HPCx homepage
Services User support Projects Research About us Sitemap Search  
  line          
Helpdesk User Guide Notices Bulletin Documentation
Training Porting Filestore Batch Interactive FAQ
               
home > support > FAQ > mem_man
spacer
hr
spacer

Using Memory Debugging Routines on HPCx

spacer

Q: How can I debug dynamic memory allocation problems ?
A: XL Fortran provides debug memory routines for XL Fortran which can be linked with users' code. A script has also been developed to assist the analysis of memory problems.

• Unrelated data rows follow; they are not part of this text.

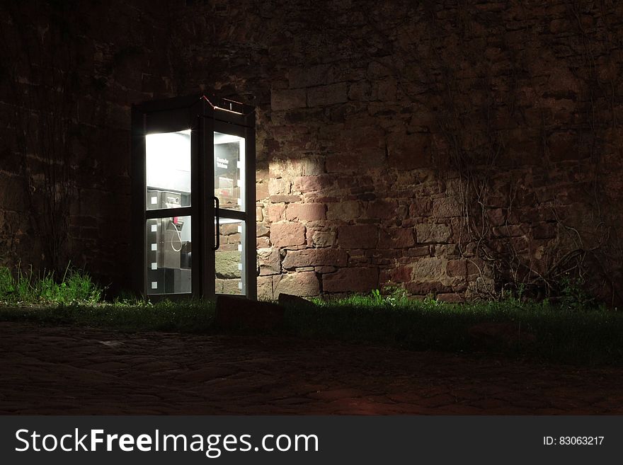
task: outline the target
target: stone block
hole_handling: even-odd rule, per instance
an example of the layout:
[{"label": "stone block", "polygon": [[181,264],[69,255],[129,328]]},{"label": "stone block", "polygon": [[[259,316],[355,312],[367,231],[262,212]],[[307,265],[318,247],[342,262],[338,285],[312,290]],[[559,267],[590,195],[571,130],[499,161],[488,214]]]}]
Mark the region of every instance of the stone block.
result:
[{"label": "stone block", "polygon": [[346,266],[348,256],[338,248],[304,248],[288,251],[283,260],[283,268],[287,269],[303,266]]},{"label": "stone block", "polygon": [[283,307],[243,297],[217,296],[215,323],[222,329],[271,330],[283,323]]},{"label": "stone block", "polygon": [[256,224],[256,236],[264,237],[270,234],[270,230],[261,223]]},{"label": "stone block", "polygon": [[424,223],[416,225],[418,243],[442,243],[452,236],[452,230],[447,224]]},{"label": "stone block", "polygon": [[361,216],[361,207],[357,200],[345,200],[327,204],[327,219],[350,221]]},{"label": "stone block", "polygon": [[343,103],[348,100],[348,84],[338,82],[307,89],[307,105],[309,108]]},{"label": "stone block", "polygon": [[273,287],[276,296],[280,294],[291,294],[300,297],[309,297],[320,294],[320,284],[313,271],[275,276]]},{"label": "stone block", "polygon": [[237,250],[217,251],[215,253],[215,268],[217,277],[224,280],[239,278],[240,270],[238,269],[238,265],[240,263],[241,253]]},{"label": "stone block", "polygon": [[387,219],[396,214],[398,202],[392,199],[377,199],[367,204],[365,215],[367,218]]},{"label": "stone block", "polygon": [[406,282],[405,288],[413,295],[428,295],[429,294],[446,294],[452,292],[452,288],[438,281],[412,281]]},{"label": "stone block", "polygon": [[438,257],[422,257],[413,265],[413,279],[418,281],[435,281],[442,278],[445,260]]},{"label": "stone block", "polygon": [[272,179],[294,179],[299,176],[314,176],[324,173],[324,160],[320,156],[271,160],[268,172]]},{"label": "stone block", "polygon": [[392,134],[387,142],[389,163],[402,170],[431,165],[430,136],[426,134]]},{"label": "stone block", "polygon": [[282,306],[294,306],[298,308],[313,309],[316,306],[314,302],[310,302],[307,299],[292,294],[280,294],[278,302]]},{"label": "stone block", "polygon": [[414,245],[413,228],[390,228],[379,232],[379,248],[406,248]]},{"label": "stone block", "polygon": [[325,292],[369,292],[378,287],[377,268],[342,268],[322,277],[322,289]]},{"label": "stone block", "polygon": [[333,247],[336,245],[336,233],[330,231],[314,231],[312,233],[312,245],[316,248]]},{"label": "stone block", "polygon": [[275,223],[285,219],[285,204],[278,203],[268,205],[267,208],[268,221]]},{"label": "stone block", "polygon": [[273,295],[273,277],[258,276],[258,300],[271,301]]},{"label": "stone block", "polygon": [[342,248],[375,248],[379,241],[375,224],[353,224],[338,228],[338,245]]},{"label": "stone block", "polygon": [[275,247],[302,246],[305,243],[305,226],[300,223],[273,223],[270,242]]},{"label": "stone block", "polygon": [[335,178],[331,175],[298,176],[292,180],[292,190],[302,194],[323,191],[331,188],[334,182]]},{"label": "stone block", "polygon": [[281,272],[279,250],[273,248],[258,249],[258,263],[261,276],[279,274]]},{"label": "stone block", "polygon": [[445,268],[445,272],[450,277],[465,277],[467,275],[467,265],[464,260],[450,260]]},{"label": "stone block", "polygon": [[321,203],[291,203],[286,208],[285,217],[289,221],[318,221],[326,218],[325,210]]},{"label": "stone block", "polygon": [[290,193],[290,180],[279,178],[268,180],[268,194],[270,195],[287,195]]},{"label": "stone block", "polygon": [[273,111],[301,108],[307,105],[307,94],[304,88],[270,91],[270,108]]},{"label": "stone block", "polygon": [[460,217],[461,204],[454,197],[442,197],[433,200],[433,216],[435,218]]}]

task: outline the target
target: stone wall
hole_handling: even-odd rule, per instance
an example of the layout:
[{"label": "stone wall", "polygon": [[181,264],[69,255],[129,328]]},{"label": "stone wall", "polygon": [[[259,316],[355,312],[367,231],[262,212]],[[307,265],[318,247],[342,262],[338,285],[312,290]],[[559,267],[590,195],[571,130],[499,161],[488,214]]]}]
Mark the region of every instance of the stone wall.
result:
[{"label": "stone wall", "polygon": [[[103,274],[127,248],[123,227],[104,245],[103,212],[129,195],[129,105],[214,89],[257,108],[261,297],[389,282],[450,300],[505,285],[544,297],[578,282],[620,302],[623,5],[139,3],[91,21],[108,39],[85,33],[79,66],[105,76],[101,96],[97,79],[76,95],[105,117],[88,126],[100,139],[77,137],[76,164],[122,167],[76,181],[93,196],[81,205],[105,206],[74,215],[71,236],[93,236],[74,250],[91,244]],[[9,223],[5,240],[33,237]]]},{"label": "stone wall", "polygon": [[130,108],[174,92],[166,4],[2,2],[0,265],[129,282]]},{"label": "stone wall", "polygon": [[[187,2],[188,3],[188,2]],[[620,299],[610,2],[199,2],[180,71],[258,108],[259,294]]]}]

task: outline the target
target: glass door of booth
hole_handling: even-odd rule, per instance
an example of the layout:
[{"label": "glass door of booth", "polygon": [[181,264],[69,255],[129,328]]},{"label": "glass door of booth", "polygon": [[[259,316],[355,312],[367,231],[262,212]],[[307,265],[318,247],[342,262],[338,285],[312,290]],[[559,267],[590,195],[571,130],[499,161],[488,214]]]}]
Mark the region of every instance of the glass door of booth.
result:
[{"label": "glass door of booth", "polygon": [[190,294],[190,130],[147,134],[145,174],[147,294]]},{"label": "glass door of booth", "polygon": [[247,260],[244,239],[248,227],[245,139],[241,135],[231,134],[232,127],[226,126],[222,131],[214,131],[211,176],[214,180],[215,292],[244,295]]},{"label": "glass door of booth", "polygon": [[205,96],[132,108],[132,275],[150,299],[256,296],[253,109]]}]

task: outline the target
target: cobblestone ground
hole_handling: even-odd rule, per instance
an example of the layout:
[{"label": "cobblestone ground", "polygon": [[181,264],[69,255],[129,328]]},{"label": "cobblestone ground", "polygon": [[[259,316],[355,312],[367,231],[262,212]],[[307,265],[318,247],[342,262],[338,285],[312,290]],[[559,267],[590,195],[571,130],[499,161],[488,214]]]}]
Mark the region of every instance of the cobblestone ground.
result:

The XL Fortran compiler contains two libraries that are geared to various memory-allocation facilities. These libraries include:

libhmd.a

A library, residing at /usr/lib, that provides debug versions of memory-management routines.

libhm.a

A non-debug library, residing at /usr/lib, that provides replacement routines for malloc, free, and so on. This library also contains a few new library routines to provide additional facilities for memory management and production-level heap error checking. For more detailed information on usage see http://publib.boulder.ibm.com/infocenter/comphelp/index.jsp?topic=/com.ibm.xlf91a.doc/xlfug/heapdbg.htm.

These routines can be very useful for diagnosing problems associated with allocating dynamic memory in application codes. In particular, memory leaks, out-of-bounds errors and reading/writing data to/from a freed object.

The library of most interest to users is libhmd.a. This functionality can be accessed by linking in the libhmd.a library prior to the system libraries. Calls to _dump_allocated() and _dump_allocated_delta() subroutines from within the user's code prints information to stderr about each memory block that is currently allocated or was allocated using the debug memory management routines. A perl script has been developed to help analyse the output to stderr for Fortran90/95 codes that link libhmd.a.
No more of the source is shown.